Since listing in May 2014, shares of Burson Group Ltd (ASX: BAP) have risen by more than 144% and have outperformed the S&P/ASX 200 (Index: ^AXJO) (ASX:XJO) by a lazy 148%.
The company's potential as a great investment didn't go unnoticed by a number of Fools and regular readers were made aware about this here, here and here.
The question for investors now is – can the share price continue to climb from here or are the shares due for a correction?
This question is simply impossible to answer accurately without the help of hindsight, so instead here is a list of pros and cons investors could consider when thinking about Burson Group:
Pros:
- Burson has grown into one of Australia's largest suppliers of automotive aftermarket parts and services and this has allowed it to develop competitive advantages through scale and size.
- The company now operates in over 600 locations throughout Australia and this allows it to target a broad range of customers at the same time as commanding serious purchasing power from suppliers.
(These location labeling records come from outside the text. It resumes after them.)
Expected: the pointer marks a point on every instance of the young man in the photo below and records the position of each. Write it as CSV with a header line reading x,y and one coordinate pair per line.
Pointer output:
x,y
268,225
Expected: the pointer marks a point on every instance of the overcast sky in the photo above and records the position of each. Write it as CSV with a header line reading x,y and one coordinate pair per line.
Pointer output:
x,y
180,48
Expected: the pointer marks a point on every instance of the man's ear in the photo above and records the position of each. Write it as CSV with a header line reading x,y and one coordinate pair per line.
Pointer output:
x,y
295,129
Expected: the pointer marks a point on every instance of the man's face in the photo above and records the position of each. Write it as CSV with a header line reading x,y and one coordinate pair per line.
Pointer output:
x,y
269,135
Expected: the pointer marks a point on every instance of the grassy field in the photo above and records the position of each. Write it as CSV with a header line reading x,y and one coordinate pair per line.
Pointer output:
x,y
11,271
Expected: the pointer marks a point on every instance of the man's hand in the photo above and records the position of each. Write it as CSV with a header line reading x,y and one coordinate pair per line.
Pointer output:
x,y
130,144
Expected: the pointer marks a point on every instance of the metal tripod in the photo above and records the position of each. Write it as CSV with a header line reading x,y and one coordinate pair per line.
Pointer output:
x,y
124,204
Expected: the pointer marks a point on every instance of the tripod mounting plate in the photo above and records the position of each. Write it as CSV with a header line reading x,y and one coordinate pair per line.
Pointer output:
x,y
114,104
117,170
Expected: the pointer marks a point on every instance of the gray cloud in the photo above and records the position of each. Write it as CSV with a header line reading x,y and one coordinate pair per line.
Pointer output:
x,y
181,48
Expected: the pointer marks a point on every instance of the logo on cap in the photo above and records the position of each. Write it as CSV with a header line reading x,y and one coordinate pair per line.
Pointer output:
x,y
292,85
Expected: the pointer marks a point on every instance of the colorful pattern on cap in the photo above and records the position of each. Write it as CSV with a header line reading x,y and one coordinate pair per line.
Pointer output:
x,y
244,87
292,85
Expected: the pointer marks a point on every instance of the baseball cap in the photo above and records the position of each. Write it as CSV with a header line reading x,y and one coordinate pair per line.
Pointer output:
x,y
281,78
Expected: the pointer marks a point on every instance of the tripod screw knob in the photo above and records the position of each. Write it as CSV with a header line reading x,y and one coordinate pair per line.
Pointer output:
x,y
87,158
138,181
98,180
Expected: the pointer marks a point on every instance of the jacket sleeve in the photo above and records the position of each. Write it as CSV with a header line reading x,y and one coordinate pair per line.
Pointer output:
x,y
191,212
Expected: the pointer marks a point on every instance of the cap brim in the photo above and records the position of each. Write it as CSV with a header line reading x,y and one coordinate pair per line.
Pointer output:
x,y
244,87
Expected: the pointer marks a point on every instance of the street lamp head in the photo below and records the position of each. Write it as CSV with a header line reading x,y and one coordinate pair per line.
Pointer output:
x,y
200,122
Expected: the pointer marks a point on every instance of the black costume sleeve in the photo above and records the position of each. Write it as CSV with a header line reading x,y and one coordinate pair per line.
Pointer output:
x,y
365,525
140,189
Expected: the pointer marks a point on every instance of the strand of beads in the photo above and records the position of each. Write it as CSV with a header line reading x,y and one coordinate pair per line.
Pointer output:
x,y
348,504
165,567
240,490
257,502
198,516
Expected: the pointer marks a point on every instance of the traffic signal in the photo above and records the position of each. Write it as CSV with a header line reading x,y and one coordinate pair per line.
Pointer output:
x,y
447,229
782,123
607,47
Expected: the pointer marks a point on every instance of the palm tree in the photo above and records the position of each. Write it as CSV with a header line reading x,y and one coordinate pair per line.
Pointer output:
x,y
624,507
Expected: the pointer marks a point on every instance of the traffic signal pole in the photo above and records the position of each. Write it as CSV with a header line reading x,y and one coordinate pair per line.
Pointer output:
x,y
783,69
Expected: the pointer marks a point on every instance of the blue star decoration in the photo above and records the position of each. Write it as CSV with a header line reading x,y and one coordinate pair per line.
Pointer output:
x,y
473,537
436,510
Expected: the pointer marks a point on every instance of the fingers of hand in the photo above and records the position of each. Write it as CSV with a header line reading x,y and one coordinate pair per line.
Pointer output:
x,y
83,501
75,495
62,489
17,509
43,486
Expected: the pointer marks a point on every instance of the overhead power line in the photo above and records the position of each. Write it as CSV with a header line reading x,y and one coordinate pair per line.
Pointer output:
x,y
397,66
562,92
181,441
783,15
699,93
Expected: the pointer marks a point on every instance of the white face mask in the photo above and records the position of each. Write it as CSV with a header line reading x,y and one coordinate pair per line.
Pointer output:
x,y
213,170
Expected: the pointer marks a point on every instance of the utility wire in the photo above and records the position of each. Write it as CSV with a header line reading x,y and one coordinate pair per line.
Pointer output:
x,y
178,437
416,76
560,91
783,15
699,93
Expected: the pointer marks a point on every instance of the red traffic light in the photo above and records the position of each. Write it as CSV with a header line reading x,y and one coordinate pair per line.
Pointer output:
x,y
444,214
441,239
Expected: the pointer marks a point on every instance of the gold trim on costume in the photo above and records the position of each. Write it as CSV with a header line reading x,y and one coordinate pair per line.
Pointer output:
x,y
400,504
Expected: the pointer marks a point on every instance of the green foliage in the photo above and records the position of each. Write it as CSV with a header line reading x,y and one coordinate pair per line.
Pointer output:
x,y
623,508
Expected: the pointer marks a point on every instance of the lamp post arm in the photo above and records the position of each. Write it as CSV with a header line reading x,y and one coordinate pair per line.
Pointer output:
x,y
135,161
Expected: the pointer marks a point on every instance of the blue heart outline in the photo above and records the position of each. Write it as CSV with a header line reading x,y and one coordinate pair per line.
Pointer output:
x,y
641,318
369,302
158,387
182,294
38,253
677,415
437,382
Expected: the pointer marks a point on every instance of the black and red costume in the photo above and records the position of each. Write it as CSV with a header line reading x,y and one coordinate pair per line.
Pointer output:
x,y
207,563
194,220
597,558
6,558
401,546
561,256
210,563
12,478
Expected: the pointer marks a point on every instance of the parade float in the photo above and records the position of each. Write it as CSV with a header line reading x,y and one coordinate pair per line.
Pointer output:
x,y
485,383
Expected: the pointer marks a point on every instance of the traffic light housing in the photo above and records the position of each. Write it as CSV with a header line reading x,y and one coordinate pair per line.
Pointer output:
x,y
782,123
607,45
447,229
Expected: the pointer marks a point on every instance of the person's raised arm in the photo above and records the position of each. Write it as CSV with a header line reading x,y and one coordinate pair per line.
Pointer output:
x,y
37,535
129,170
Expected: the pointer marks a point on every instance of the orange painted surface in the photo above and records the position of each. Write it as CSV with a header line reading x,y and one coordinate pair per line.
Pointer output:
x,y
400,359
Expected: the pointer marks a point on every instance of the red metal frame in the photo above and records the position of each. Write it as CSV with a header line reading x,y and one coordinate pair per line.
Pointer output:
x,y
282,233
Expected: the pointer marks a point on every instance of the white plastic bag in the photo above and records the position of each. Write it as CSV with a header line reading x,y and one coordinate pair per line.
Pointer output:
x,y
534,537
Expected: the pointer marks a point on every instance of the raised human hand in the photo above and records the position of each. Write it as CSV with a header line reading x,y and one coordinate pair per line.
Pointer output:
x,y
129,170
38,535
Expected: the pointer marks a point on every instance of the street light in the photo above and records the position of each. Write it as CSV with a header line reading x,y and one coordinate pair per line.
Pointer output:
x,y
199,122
- The business is largely defensive and often regarded as 'recession proof'. Consumers will often choose to repair their cars instead of purchasing a car, especially during tough economic times.
- Burson has shown it has the ability to pass on rising costs to customers rather than absorbing them. As much as consumers hate paying for repairs when they go to a mechanic, they are generally left with no option but to pay what is quoted for both the parts and labour.
- As Australia's population continues to grow, the number of cars on the road is also increasing. This is obviously an important tailwind for the company.
- As the slide below illustrates, the company has a diversified set of operations, which means it is not reliant on one particular division to drive growth and earnings.
- Burson currently has 15 'optimisation projects' aimed at delivering improved efficiency, and as outlined below, this is expected to deliver real financial benefits from FY17 and onwards.
- The short term growth outlook is very positive. The company expects FY16 NPAT to come in around $41.5 million – $43.0 million. If achieved, this would represent annual earnings per share growth of between 24.5% and 29%.
Cons
- The first obvious negative for investors is the current valuation. If the company delivers NPAT of $43 million, the shares are still currently trading on a price to earnings ratio of more than 28. This doesn't leave much room for error if something does go wrong.
- In order to fund recent acquisitions, the company has taken on more than $133 million in debt.
- Burson's retail segment does face competition from the likes of Supercheap Auto owned by Super Retail Group Ltd (ASX: SUL).
- Some investors may be put off by the low dividend yield which is currently less than 2%.
Foolish takeaway
Just by comparing the pros (of which there were many more I could have included) and cons, it is pretty clear to see that Burson has a lot of attractive features going for it.
It is arguable whether or not the shares offer good value at the moment but I have little doubt that the shares will be worth significantly more in five years from now.